Custom Backend Implementation
Cedar-OS provides a flexible agent connection system that allows you to integrate with any LLM provider or custom backend. This guide explains how to implement a custom provider by creating the required functions and registering them with the system.
Agent Connection Architecture
The Cedar-OS agent connection system is built around a provider pattern that abstracts different LLM services behind a common interface. Each provider implements a set of standardized functions that handle:
- Non-streaming LLM calls (
callLLM)
- Structured output calls (
callLLMStructured)
- Streaming responses (
streamLLM)
- Response parsing (
handleResponse)
The system automatically handles:
- Request/response logging
- Error handling and retries
- Stream management and cancellation
- Type safety and validation
Provider Interface
Every custom provider must implement the ProviderImplementation interface with these 5 required functions:
interface ProviderImplementation<TParams, TConfig> {
callLLM: (params: TParams, config: TConfig) => Promise<LLMResponse>;
callLLMStructured: (
params: TParams & StructuredParams,
config: TConfig
) => Promise<LLMResponse>;
streamLLM: (
params: TParams,
config: TConfig,
handler: StreamHandler
) => StreamResponse;
handleResponse: (response: Response) => Promise<LLMResponse>;
}
Required Function Implementations
1. callLLM - Basic LLM Calls
Purpose: Make non-streaming calls to your LLM service.
Input Parameters:
interface CustomParams extends BaseParams {
prompt?: string; // The user's input prompt
systemPrompt?: string; // Optional system prompt
temperature?: number; // Sampling temperature (0-1)

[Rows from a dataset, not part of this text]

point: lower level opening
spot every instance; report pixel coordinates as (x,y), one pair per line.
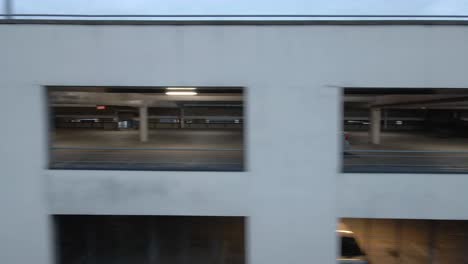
(149,239)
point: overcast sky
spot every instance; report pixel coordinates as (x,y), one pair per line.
(379,7)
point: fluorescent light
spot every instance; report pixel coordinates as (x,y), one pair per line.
(181,88)
(181,93)
(344,231)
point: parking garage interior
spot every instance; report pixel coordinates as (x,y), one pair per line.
(412,241)
(146,128)
(149,239)
(405,130)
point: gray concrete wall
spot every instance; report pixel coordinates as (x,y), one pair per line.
(289,191)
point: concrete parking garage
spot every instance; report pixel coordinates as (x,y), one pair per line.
(410,130)
(162,128)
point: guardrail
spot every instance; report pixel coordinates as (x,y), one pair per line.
(405,161)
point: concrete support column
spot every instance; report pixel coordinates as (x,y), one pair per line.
(375,119)
(182,119)
(143,123)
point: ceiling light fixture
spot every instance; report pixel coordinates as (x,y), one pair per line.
(181,93)
(181,88)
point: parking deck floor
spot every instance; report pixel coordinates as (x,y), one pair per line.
(167,149)
(406,152)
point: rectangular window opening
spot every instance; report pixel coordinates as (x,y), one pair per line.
(403,130)
(416,241)
(149,239)
(146,128)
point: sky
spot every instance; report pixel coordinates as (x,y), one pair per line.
(322,7)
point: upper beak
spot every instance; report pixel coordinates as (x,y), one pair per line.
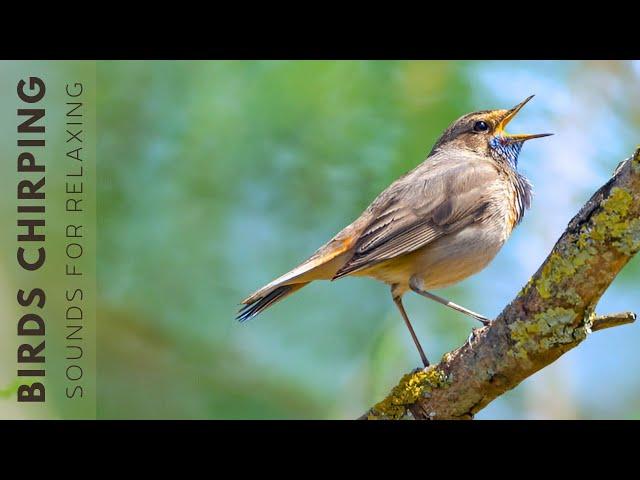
(508,138)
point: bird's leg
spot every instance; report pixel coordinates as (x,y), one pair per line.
(481,318)
(398,302)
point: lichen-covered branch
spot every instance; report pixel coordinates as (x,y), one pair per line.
(552,314)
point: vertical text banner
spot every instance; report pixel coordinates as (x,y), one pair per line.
(48,239)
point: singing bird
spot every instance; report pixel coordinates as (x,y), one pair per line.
(438,224)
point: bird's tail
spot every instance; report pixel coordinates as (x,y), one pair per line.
(322,265)
(255,305)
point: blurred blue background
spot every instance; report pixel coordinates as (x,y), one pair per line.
(216,177)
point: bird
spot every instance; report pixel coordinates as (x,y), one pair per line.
(438,224)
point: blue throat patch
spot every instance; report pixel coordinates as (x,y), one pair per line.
(508,152)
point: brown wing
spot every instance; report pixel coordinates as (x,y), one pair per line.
(439,197)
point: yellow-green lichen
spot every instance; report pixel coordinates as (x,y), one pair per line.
(546,330)
(629,241)
(410,389)
(610,223)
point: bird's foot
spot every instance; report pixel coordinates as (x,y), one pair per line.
(483,320)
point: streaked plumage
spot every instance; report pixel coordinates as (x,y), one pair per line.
(441,222)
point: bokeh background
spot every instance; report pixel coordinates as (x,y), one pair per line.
(215,177)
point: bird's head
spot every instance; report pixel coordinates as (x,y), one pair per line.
(483,132)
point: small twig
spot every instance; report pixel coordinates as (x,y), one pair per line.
(613,320)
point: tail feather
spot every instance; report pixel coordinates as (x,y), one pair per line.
(254,307)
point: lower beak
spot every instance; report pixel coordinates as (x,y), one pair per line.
(508,138)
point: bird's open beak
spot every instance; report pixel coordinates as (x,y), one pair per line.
(523,137)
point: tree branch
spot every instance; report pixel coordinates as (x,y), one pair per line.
(552,314)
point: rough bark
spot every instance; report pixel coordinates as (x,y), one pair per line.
(552,314)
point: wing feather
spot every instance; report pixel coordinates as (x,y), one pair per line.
(436,198)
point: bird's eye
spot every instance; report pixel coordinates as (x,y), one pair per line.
(480,126)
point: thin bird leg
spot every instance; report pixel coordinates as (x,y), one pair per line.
(481,318)
(398,302)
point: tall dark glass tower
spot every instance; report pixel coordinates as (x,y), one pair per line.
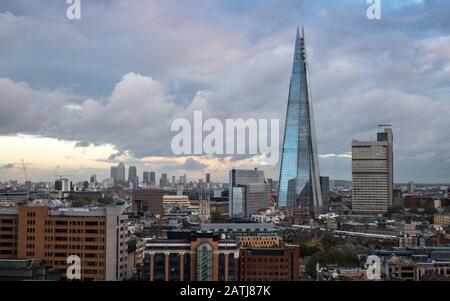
(299,174)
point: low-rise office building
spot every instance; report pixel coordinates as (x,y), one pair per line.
(191,256)
(97,236)
(270,264)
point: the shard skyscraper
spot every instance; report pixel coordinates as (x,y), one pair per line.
(299,173)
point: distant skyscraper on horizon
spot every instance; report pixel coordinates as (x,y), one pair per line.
(132,176)
(152,178)
(120,174)
(164,180)
(299,173)
(146,177)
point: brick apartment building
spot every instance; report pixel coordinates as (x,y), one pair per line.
(97,236)
(270,264)
(148,201)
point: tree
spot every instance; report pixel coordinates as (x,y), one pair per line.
(341,257)
(309,249)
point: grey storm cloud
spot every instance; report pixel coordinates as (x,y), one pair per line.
(7,166)
(82,144)
(124,72)
(189,164)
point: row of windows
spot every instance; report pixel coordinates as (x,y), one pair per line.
(74,223)
(7,221)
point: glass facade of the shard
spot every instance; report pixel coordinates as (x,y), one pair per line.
(299,174)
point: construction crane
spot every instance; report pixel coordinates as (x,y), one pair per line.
(26,180)
(62,176)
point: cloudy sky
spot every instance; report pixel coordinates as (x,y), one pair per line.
(77,96)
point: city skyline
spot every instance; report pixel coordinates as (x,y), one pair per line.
(61,116)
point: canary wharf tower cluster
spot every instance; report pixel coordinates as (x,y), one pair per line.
(299,173)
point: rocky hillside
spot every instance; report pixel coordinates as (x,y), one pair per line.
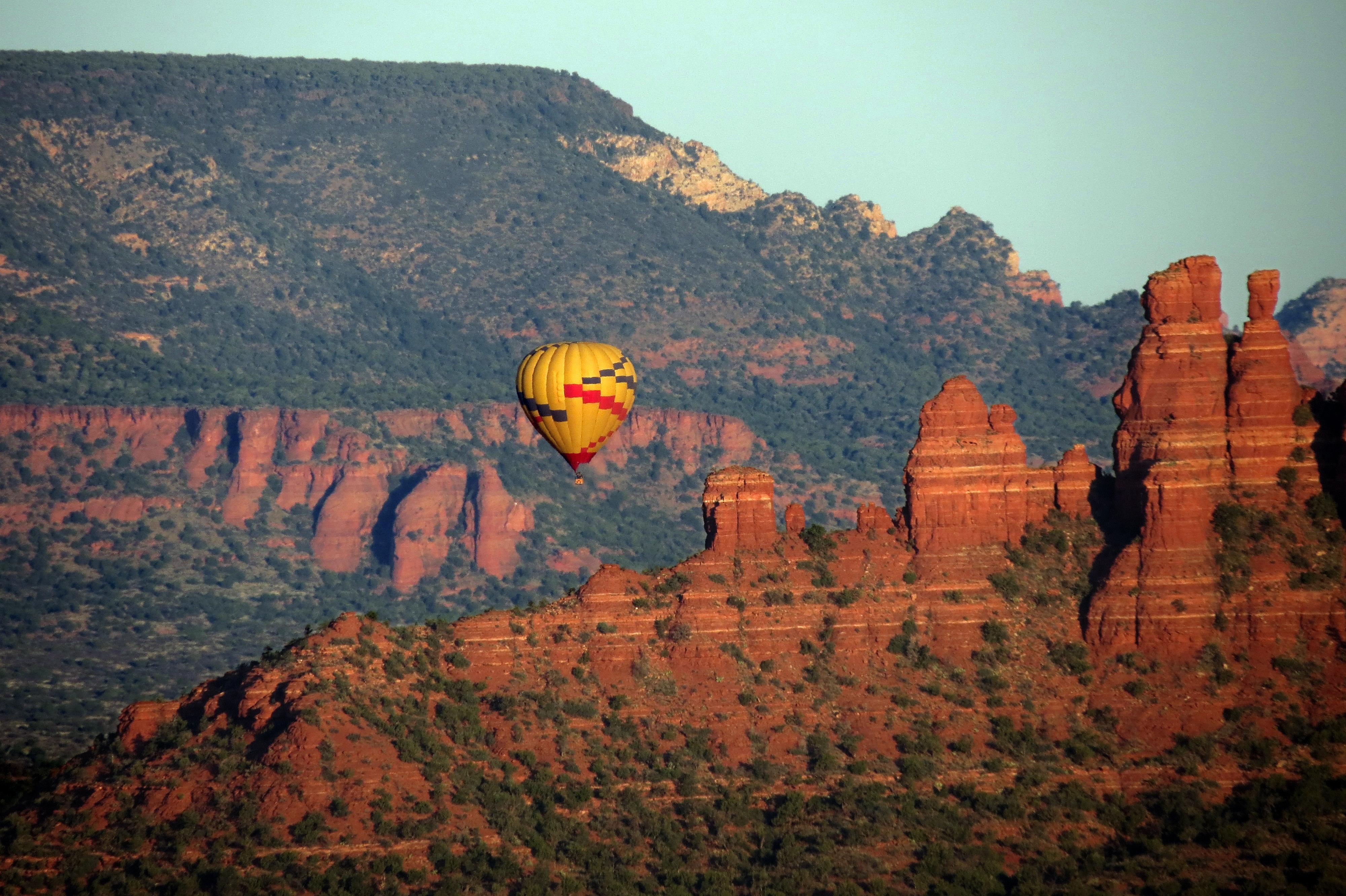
(239,232)
(1029,679)
(186,540)
(1317,328)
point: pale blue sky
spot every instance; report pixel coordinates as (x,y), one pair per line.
(1104,141)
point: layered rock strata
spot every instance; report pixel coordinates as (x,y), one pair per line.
(425,523)
(495,523)
(971,492)
(740,511)
(1199,426)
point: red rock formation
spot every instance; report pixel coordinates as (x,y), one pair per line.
(122,509)
(146,434)
(205,449)
(348,516)
(971,492)
(258,431)
(1316,325)
(686,434)
(740,511)
(423,524)
(967,474)
(1037,286)
(495,523)
(869,517)
(305,485)
(141,720)
(1263,396)
(1172,466)
(301,431)
(1073,480)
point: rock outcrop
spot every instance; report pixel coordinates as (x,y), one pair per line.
(256,445)
(423,523)
(740,511)
(690,170)
(347,517)
(495,521)
(859,217)
(1263,396)
(970,489)
(1200,426)
(1172,465)
(208,442)
(301,431)
(142,720)
(146,434)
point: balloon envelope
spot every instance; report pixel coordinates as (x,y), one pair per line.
(577,395)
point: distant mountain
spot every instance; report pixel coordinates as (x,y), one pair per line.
(313,233)
(1317,328)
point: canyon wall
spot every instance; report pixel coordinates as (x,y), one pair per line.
(1201,423)
(304,458)
(971,492)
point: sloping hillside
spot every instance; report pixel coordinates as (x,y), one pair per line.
(309,233)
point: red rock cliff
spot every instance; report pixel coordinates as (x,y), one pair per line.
(1172,466)
(970,489)
(495,523)
(740,511)
(423,524)
(256,446)
(1263,396)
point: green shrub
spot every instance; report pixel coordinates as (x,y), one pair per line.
(1071,657)
(995,632)
(1007,585)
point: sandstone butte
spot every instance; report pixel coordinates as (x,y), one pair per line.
(305,458)
(768,637)
(1200,424)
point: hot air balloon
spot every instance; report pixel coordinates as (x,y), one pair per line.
(577,395)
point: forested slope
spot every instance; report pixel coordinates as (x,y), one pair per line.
(314,233)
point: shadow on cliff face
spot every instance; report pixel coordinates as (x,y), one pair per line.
(234,435)
(1117,536)
(1329,446)
(382,537)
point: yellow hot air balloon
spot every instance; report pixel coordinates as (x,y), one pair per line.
(577,395)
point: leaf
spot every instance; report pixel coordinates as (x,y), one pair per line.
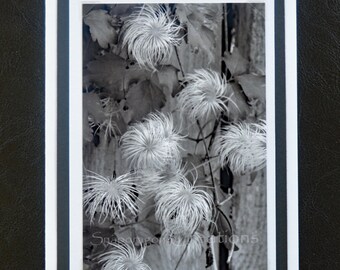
(101,28)
(143,98)
(236,63)
(202,23)
(238,107)
(139,233)
(254,86)
(114,74)
(167,79)
(91,108)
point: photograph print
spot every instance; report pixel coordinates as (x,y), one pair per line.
(174,137)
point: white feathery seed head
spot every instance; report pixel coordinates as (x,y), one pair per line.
(183,205)
(150,35)
(124,256)
(152,143)
(173,243)
(112,198)
(151,181)
(242,146)
(205,94)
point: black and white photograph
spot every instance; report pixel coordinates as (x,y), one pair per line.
(174,139)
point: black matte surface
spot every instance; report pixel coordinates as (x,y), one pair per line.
(63,250)
(319,139)
(22,94)
(22,134)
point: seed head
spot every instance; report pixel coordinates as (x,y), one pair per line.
(152,143)
(112,197)
(174,244)
(150,34)
(205,94)
(181,204)
(124,256)
(242,146)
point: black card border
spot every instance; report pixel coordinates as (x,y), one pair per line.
(63,232)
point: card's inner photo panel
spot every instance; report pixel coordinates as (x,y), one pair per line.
(174,136)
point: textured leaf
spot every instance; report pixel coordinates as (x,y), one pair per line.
(101,28)
(236,63)
(93,109)
(202,23)
(139,233)
(238,107)
(254,86)
(143,98)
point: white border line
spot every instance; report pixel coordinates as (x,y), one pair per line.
(271,149)
(51,135)
(76,136)
(291,133)
(76,237)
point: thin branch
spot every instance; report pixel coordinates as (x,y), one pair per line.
(179,62)
(185,249)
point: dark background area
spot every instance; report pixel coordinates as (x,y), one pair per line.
(22,134)
(22,143)
(319,127)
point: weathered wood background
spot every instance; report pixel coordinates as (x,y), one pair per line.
(247,208)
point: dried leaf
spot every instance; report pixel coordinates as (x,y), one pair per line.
(202,23)
(238,107)
(254,86)
(93,109)
(101,28)
(236,63)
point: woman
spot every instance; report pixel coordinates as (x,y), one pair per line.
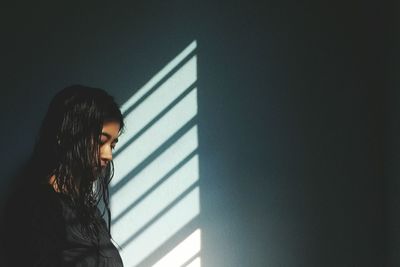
(53,219)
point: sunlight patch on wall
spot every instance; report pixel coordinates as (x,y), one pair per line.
(155,196)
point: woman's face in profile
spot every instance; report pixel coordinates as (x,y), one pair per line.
(108,140)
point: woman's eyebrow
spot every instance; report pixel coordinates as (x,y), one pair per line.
(109,136)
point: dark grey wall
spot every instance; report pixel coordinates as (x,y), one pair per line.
(291,114)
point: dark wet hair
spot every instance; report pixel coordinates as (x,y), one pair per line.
(68,147)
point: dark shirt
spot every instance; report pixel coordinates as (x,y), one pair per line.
(41,229)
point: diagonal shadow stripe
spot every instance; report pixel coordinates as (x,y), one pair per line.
(159,75)
(151,189)
(191,123)
(191,259)
(159,215)
(155,119)
(158,84)
(171,243)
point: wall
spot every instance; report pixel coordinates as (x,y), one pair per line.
(291,115)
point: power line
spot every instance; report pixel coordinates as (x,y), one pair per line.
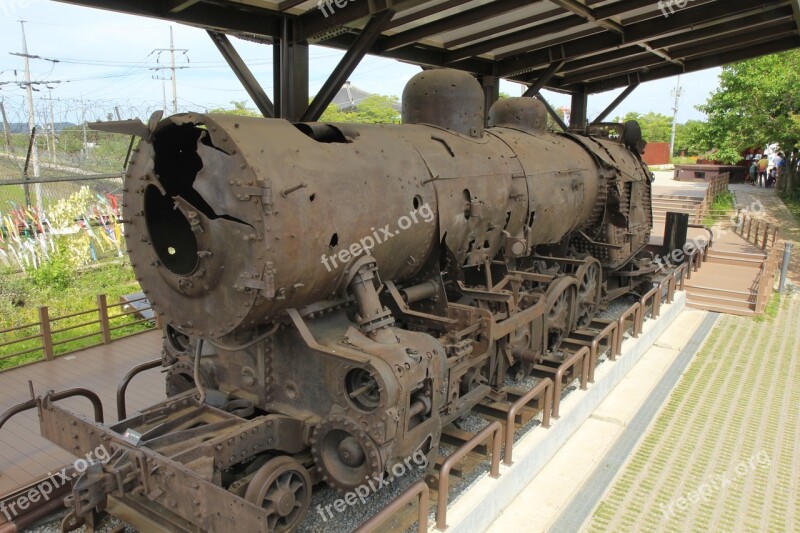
(172,67)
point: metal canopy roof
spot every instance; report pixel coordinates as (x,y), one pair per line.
(573,46)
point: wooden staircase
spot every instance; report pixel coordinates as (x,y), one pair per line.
(728,282)
(662,203)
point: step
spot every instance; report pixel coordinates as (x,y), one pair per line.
(684,198)
(735,261)
(707,299)
(676,208)
(730,254)
(729,293)
(667,203)
(720,309)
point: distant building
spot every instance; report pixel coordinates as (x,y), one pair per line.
(349,96)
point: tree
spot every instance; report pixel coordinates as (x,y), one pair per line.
(757,104)
(374,109)
(655,126)
(692,138)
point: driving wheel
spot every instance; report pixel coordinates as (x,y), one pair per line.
(282,487)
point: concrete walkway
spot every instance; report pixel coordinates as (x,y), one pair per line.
(722,455)
(542,502)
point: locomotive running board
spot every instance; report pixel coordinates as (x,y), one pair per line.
(138,485)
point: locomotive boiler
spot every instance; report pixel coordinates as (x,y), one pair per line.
(338,292)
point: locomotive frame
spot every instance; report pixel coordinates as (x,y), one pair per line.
(282,374)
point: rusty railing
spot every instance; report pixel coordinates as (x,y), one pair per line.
(418,491)
(581,356)
(766,279)
(494,430)
(762,233)
(717,186)
(543,391)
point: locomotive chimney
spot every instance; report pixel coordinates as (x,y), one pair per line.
(449,99)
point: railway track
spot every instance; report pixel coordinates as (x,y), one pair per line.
(472,445)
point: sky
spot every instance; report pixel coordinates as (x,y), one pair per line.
(108,59)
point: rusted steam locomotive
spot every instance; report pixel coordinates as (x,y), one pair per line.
(338,293)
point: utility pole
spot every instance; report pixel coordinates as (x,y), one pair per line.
(677,93)
(85,139)
(52,128)
(172,68)
(6,129)
(31,116)
(174,79)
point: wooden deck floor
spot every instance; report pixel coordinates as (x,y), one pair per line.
(24,454)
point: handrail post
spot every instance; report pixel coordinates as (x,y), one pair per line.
(105,327)
(543,389)
(492,429)
(44,330)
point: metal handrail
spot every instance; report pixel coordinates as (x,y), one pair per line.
(493,429)
(418,491)
(543,388)
(122,388)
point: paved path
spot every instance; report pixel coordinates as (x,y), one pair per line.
(723,455)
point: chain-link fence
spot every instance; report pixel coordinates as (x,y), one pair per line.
(64,202)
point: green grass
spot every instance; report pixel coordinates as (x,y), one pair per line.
(21,296)
(771,310)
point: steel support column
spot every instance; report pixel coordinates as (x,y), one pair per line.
(545,77)
(244,74)
(618,100)
(347,65)
(577,114)
(290,75)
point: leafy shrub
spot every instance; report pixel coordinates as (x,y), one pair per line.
(55,274)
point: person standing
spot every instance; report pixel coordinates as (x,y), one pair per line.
(780,165)
(762,171)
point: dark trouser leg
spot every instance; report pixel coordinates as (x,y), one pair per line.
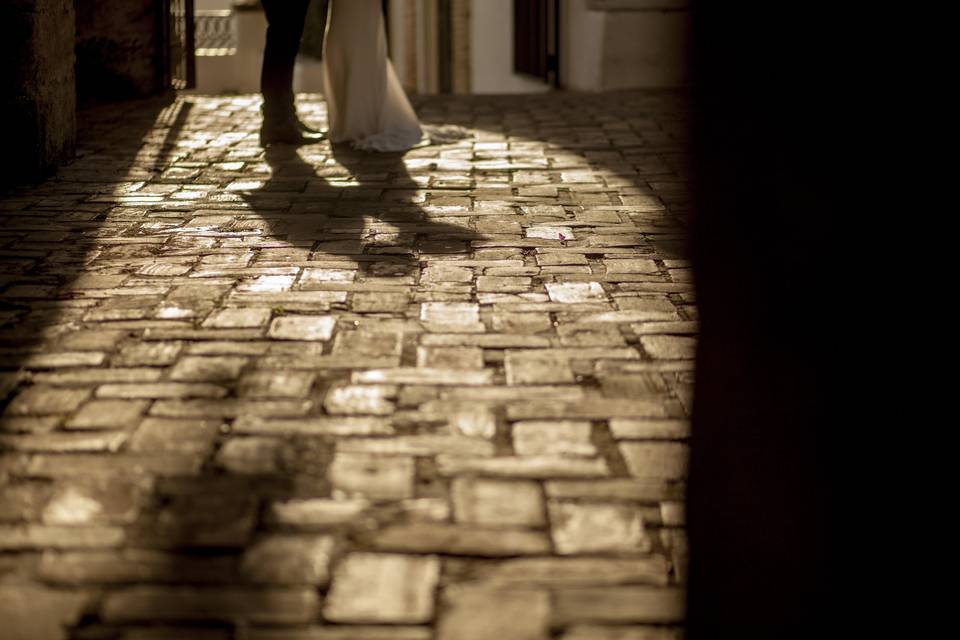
(285,20)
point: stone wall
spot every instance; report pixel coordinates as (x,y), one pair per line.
(37,95)
(116,49)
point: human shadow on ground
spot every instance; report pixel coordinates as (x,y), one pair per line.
(204,546)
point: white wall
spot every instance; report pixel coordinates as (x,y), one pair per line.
(581,46)
(491,51)
(623,44)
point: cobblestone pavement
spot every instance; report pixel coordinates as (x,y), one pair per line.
(318,394)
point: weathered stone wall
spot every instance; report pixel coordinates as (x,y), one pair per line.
(37,98)
(116,49)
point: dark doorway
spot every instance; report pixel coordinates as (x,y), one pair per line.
(536,39)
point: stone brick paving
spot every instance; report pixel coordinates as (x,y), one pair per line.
(317,394)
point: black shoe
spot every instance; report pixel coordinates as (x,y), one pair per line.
(288,132)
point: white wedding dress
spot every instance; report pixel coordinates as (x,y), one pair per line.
(366,104)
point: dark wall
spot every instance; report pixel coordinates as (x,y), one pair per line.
(37,98)
(796,172)
(116,49)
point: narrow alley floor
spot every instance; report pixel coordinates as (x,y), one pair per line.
(319,394)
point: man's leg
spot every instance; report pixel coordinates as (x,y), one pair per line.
(285,19)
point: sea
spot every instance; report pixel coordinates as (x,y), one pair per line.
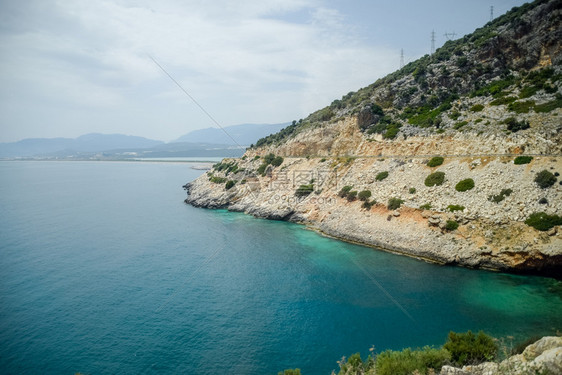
(105,270)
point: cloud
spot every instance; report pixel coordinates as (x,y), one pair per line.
(267,61)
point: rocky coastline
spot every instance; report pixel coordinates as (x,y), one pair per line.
(490,235)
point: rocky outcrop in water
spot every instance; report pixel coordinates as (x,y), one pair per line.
(542,357)
(479,103)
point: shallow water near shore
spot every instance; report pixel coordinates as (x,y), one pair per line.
(105,270)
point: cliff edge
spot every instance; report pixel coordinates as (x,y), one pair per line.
(454,159)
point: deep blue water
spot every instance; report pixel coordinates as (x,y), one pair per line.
(104,269)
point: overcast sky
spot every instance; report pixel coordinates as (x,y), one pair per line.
(71,67)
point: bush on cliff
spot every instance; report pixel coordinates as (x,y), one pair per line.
(435,178)
(367,205)
(394,203)
(545,179)
(296,371)
(364,195)
(501,196)
(455,207)
(344,191)
(409,361)
(352,195)
(465,185)
(381,176)
(522,160)
(470,349)
(304,190)
(435,161)
(277,161)
(542,221)
(451,225)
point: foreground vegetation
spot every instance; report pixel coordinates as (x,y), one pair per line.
(459,350)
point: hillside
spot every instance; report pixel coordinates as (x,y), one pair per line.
(455,158)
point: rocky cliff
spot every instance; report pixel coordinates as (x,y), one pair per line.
(455,158)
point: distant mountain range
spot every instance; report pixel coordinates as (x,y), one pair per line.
(244,134)
(205,142)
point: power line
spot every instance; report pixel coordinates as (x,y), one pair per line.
(450,36)
(432,41)
(196,103)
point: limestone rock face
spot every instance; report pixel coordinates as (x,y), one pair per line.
(542,357)
(478,103)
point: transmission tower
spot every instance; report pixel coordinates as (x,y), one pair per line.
(432,41)
(450,36)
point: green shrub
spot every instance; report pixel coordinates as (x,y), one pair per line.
(304,190)
(364,195)
(277,161)
(217,180)
(477,108)
(451,225)
(468,348)
(504,100)
(381,176)
(436,178)
(527,91)
(391,132)
(522,160)
(455,207)
(367,205)
(542,221)
(344,191)
(268,158)
(547,107)
(409,361)
(454,115)
(460,124)
(290,372)
(394,203)
(435,161)
(465,185)
(521,107)
(262,168)
(501,196)
(514,126)
(545,179)
(352,195)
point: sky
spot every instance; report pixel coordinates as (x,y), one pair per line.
(72,67)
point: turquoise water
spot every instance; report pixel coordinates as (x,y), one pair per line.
(103,270)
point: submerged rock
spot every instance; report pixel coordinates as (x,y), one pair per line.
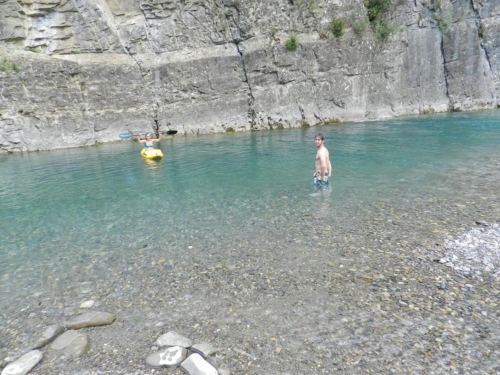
(50,334)
(72,342)
(91,319)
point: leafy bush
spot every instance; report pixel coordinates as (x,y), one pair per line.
(360,27)
(291,44)
(337,28)
(375,8)
(4,67)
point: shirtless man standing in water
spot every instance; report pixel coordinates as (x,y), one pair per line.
(323,165)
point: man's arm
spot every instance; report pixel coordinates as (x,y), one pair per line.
(323,163)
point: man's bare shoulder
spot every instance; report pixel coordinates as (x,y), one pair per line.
(323,152)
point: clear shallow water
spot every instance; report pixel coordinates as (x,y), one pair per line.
(60,209)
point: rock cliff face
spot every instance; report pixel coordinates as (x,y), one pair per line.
(77,72)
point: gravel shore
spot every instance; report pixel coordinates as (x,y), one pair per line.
(407,285)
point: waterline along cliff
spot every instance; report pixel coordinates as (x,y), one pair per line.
(79,72)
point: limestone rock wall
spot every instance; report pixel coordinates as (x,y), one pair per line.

maxTokens?: number; // Maximum tokens to generate
stream?: boolean; // Streaming support
[key: string]: unknown; // Any additional custom parameters
}
// Your custom config type
type CustomConfig = { provider: 'custom'; config: Record<string, unknown> };
Expected Output:
interface LLMResponse {
content: string; // The generated text response
usage?: {
// Optional token usage info
promptTokens: number;
completionTokens: number;
totalTokens: number;
};
metadata?: Record<string, unknown>; // Optional metadata (model, id, etc.)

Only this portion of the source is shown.